Iran : une révolution en quête de solution

Faut-il espérer pour les Iraniens une intervention américaine dont l’objectif sera la survie du régime en échange de profits pétroliers ?

Denis Sieffert  • 13 janvier 2026
Partager :
Iran : une révolution en quête de solution
Le 10 janvier, lors d‘une manifestation à Mashhad, deuxième ville d’Iran située au nord-est du pays.
© UGC / AFP

Si ce n’est pas une révolution, cela y ressemble fort. Le mot, hélas, n’est pas gage de réussite.
Il rend compte seulement de l’état de la mobilisation, de l’évolution politique et de la centralité de ses objectifs. Toutes les couches de la société iranienne, ou presque, sont là. Même les commerçants du bazar de Téhéran, soutiens traditionnels du régime. C’est la vie chère qui a mis en mouvement le peuple de la capitale et de toutes les grandes villes du pays, mais la question de la nature du régime s’est rapidement posée comme si tous les soulèvements des années précédentes, depuis 2009, remontaient à la surface.

Sur le même sujet : Iran : du bazar de Téhéran aux provinces, une colère populaire sous haute surveillance

La révolte des femmes en 2022, à la suite de l’assassinat de la jeune Mahsa Amini, coupable d’avoir mal ajusté son voile, était sans doute vouée à l’échec, mais leur lutte se réinscrit aujourd’hui dans une mémoire collective.

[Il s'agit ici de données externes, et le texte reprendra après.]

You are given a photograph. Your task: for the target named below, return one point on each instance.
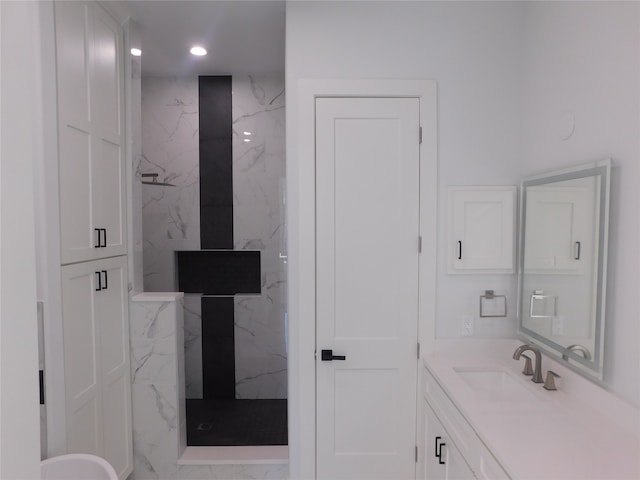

Révolution donc, cette fois, par le nombre, par la politisation des mots d’ordre ciblant explicitement le guide suprême, c’est-à-dire la tête du pouvoir des mollahs, et par la panique qui s’empare des sommets.

Mais quelle solution alors que le régime, blessé, se lance dans une répression aveugle – on parle de six cents morts – et suscite des contre-manifestations de tous ceux qui trouvent intérêt au maintien du système. Faut-il s’en remettre aux gros sabots et aux missiles du duo de gangsters internationaux Trump-Netanyahou ? Des bombes sur Téhéran pourraient peut-être avoir la peau d’Ali Khamenei et de quelques autres caciques du régime, ou même frapper des cibles militaires, mais pour quelle suite ?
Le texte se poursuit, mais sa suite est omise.